Après plus d’un mois, il est temps pour moi de faire un petit compte-rendu des Nuits de l’Ososphère de Strasbourg, festival à la programmation très pointue puisque s’y croisaient Laurent Garnier (quel festival n’a-t’il pas fait cette année ?), Au revoir Simone, Rone, Plaid, The Orb, Agoria, Goldie, Alec Empire, Sebastian, etc…

Pour ma part, j’assistais à la première soirée pour laquelle je faisais l’impasse sur Laurent Garnier (vu déjà 2 fois cette année – voir billets précédents) préférant aller voir The Orb, groupe ô combien mythique de la scène électronique anglaise qui a contribué à la reconnaissance du genre grâce à leurs premiers albums considérés comme culte.

Si le public était plutôt clairsemé au début, la salle se remplissait au fur et à mesure du show. Ils ont bien sûr joué leurs classiques dont Little Fluffy Clouds, morceau très trippant en live grâce à l’association des visuels hypnotiques et du sample lancinant d’Ennio Morricone. The Orb était accompagné par un chanteur au style Raggamuffin qui posait sa voix sur quelques morceaux. En plein milieu du concert, comme pour casser l’ambiance neurasthénique, le groupe nous livrait un mash up des Scissor Sisters mixé avec les Bee Gees en total contraste avec le reste des morceaux.

Nouveau contraste ensuite avec le concert des filles du groupe Au revoir Simone (groupe pas du tout français malgré le nom) que je ne connaissais qu’à travers un morceau. Au début de leur prestation, leur musique m’apparaissait fraîche et entêtante mais, à mi-concert, le côté redondant des morceaux commençait à me lasser un peu. Cela était sans doute dû à l’économie de moyen au niveau de leurs instruments (même son de boîte à rythme sur plusieurs titres).
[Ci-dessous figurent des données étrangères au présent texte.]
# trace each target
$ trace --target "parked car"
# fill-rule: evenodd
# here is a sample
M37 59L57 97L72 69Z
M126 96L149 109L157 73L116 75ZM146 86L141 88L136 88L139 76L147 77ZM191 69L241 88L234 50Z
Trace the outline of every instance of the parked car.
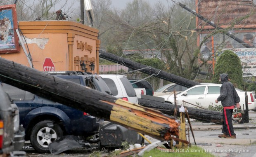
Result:
M99 75L111 91L113 96L138 103L136 92L127 77L120 75Z
M107 94L111 91L99 76L78 75L76 72L48 72ZM20 124L26 141L39 152L48 152L48 145L63 135L86 138L98 132L103 120L61 103L2 83L3 88L20 110Z
M24 128L19 125L18 107L0 86L0 156L7 156L21 150L25 143ZM16 152L15 155L25 155Z
M170 83L165 85L154 92L154 96L159 96L165 95L170 95L173 94L175 90L176 94L187 89L188 88L177 84L175 83Z
M100 75L113 94L113 96L138 103L136 93L127 77L119 75ZM139 92L145 91L145 89L137 90ZM142 93L140 93L142 94ZM130 145L144 143L144 139L137 132L129 130L123 126L112 122L105 122L99 132L100 140L98 143L100 150L102 148L120 148L123 147L123 142ZM113 138L114 139L113 140Z
M145 80L129 80L134 88L144 88L146 89L146 94L152 96L154 95L154 89L151 84Z
M215 100L220 95L221 86L221 84L204 84L193 86L176 95L177 103L181 105L183 103L183 101L184 100L194 105L199 104L204 108L207 108L210 105L221 105L221 102L219 102L217 104L215 103ZM237 88L236 88L236 90L240 98L240 104L242 110L244 109L244 104L245 105L245 92ZM254 97L255 92L247 91L247 94L249 110L255 109L256 102ZM174 104L174 94L159 97L164 98L165 101ZM195 107L187 103L186 105Z

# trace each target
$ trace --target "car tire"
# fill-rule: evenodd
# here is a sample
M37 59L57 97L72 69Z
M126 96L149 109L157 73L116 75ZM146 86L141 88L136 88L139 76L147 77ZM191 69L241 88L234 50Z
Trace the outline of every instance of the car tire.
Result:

Très communicatives, elles ont tout de même su s’attirer la sympathie du public.

L'un des inconvénients de ce genre de festival, c'est la profusion de groupes qui jouent dans plusieurs salles et donc, parfois, en même temps. Gros dilemme donc puisque 3 groupes m’intéressaient alors que leurs prestations se chevauchaient. Fredo Viola, Plaid et Rone passaient donc au même moment. Je faisais une croix sur Rone (pour la deuxième fois après les Nuits Sonores où je lui avais préféré Carl Craig), j’assistais quand même à 10 petites minutes de Fredo Viola avant de filer voir Plaid (pour qui j’avais principalement fait le déplacement avec The Orb).

Débute donc enfin le concert de Plaid. Ceux qui ne connaissent pas ont sans doute l’air d’assister à une performance de 2 nerds venus de la Sillicon Valley en train d’installer Windows 7 sur un ordinateur portable. Cela peut effectivement surprendre d’autant plus que les 2 membres de Plaid ont presque l’air gênés quand le public les applaudis, façon «Mince, on nous regarde !». Les vidéos projetés derrière eux permettaient heureusement de détourner l’attention et de confirmer que nous assistons bien à un live.

En plus, même si leur musique était la plus indansable de la soirée à cause de leurs rythmes au tempo destructuré, c’est paradoxalement là que le public bougeait le plus, leur musique étant relativement prenante.